If you're talking PV off-grid that's an even more expensive proposition- the lifecycle per kwh cost of the storage alone is daunting.
Getting to Net Zero Energy under a net-metered grid-tie will have a financial rationale in some circumstances, but I didn't get the impression that was anything like the design goal here. Getting a house to Net Zero in a N-MI climate with $IPs may have some difficult financial math hurdles to clear.
Gas prices won't stay at the current low, but it would take a significant and sustained increase in the price in MI without a corresponding increase in electricity pricing to be able to state that the lifecycle cost of heat from a mini-splits would be cheaper than gas. With some price inflation on gas they might become fairly equivalant though.
Not that I'm a big fan of combi boilers or other gas burners- there are other reasons to forgo the boiler for heat pumps, but the error bars on future energy prices are large, and over the past 5 years condensing gas would have been substantially cheaper to heat with than ductless at the MI averages, without a good narrative for how gas prices are going to double.
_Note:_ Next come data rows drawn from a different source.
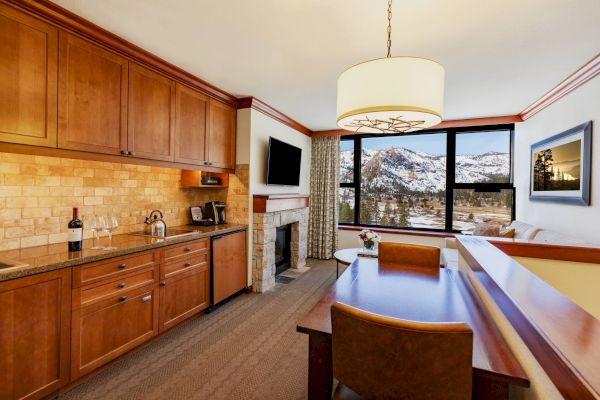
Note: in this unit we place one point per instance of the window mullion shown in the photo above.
(357, 178)
(450, 177)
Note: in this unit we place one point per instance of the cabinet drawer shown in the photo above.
(184, 264)
(113, 268)
(89, 295)
(183, 296)
(109, 328)
(189, 248)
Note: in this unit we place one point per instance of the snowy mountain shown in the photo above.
(400, 169)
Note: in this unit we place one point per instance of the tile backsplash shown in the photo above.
(37, 195)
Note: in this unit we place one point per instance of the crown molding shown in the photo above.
(261, 106)
(73, 23)
(455, 123)
(584, 74)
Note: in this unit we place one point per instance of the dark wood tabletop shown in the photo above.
(417, 294)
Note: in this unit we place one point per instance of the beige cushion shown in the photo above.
(556, 238)
(451, 243)
(486, 230)
(449, 258)
(523, 230)
(507, 233)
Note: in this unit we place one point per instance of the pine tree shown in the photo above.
(387, 214)
(403, 215)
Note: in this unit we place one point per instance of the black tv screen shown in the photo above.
(283, 163)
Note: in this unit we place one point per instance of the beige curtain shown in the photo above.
(324, 187)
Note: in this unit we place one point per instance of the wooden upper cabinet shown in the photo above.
(35, 314)
(92, 97)
(190, 126)
(28, 63)
(220, 137)
(151, 115)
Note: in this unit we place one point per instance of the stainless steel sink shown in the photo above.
(170, 234)
(7, 264)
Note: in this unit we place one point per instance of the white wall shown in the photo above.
(253, 131)
(263, 126)
(348, 238)
(579, 106)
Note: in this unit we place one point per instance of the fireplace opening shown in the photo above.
(283, 241)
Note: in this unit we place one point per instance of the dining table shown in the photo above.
(412, 293)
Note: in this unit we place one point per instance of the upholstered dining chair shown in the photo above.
(413, 254)
(376, 357)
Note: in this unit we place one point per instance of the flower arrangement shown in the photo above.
(369, 238)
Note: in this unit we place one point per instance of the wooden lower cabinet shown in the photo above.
(184, 295)
(105, 330)
(229, 265)
(35, 317)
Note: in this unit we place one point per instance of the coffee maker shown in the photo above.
(215, 210)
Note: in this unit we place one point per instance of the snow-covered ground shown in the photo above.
(419, 171)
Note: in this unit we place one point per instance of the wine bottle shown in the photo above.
(75, 232)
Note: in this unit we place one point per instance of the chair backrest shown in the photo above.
(414, 254)
(388, 358)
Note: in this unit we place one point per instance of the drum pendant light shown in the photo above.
(391, 94)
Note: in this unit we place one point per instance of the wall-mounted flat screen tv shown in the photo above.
(283, 163)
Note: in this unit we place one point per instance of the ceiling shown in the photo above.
(499, 55)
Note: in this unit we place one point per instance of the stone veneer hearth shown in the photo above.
(263, 257)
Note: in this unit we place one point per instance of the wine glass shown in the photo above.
(95, 226)
(109, 224)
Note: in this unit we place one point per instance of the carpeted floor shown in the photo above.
(246, 349)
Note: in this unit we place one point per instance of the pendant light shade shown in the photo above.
(391, 95)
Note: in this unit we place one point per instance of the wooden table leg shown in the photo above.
(320, 369)
(489, 389)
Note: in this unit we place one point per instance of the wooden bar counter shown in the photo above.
(412, 293)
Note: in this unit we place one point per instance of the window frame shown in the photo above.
(451, 183)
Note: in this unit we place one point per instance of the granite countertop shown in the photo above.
(40, 259)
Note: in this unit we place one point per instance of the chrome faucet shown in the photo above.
(157, 225)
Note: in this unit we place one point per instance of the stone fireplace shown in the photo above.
(270, 213)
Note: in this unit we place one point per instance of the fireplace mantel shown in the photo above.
(265, 203)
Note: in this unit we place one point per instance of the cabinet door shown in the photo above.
(151, 115)
(190, 126)
(107, 329)
(35, 316)
(220, 142)
(28, 54)
(183, 296)
(229, 265)
(92, 110)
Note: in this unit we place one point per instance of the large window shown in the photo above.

Wellhead pricing in the $4/MMBTU range is sustainable (barely) from a producer-profitablity point of view and that's the current price (well above the $2 low of a few years ago.) A sustained price of $5 would make more known reserves profitable, but that would only yield about a 10-15% bump in the residential retail rate, and burnt in a condensing boiler would still competitive with 16 cent electricity in a mini-split. At $7-8/MMBTU at the wellhead, it would flip and mini-splits could be cheaper, assuming electricity stayed in the 15-16 cent range.
Basically, even at a COP of 3 you'd be getting 10,000BTU of heat into the house per kwh or 100kwh/MMBTU, which with 16 cent electricity is $16/MMBTU. With 15 cent electricity it's $15/MMBTU. At the current delivered
residential price average a buck or buck-ten annually , in a 95% efficiency combi boiler that's only $12/MMBTU. While there are states with 12 cent or cheaper electricity, MI isn't one of 'em, nor is there much reason to expect that MI power will drop 25% in price any time soon. There's substantial room for the retail price of gas to grow before it's more expensive than a mini-split there.
In different electricity and gas markets (and climates) the numbers stack up differently, but this is how it shakes out in MI- can't make the case for parity, let alone cheaper operating costs there. In IL & IA the spread is a bit closer, and in WA mini-splits are definitely cheaper with 9 cent electricity and realistic COPs in the 3.2-3.5 range competing against buck-twenty gas.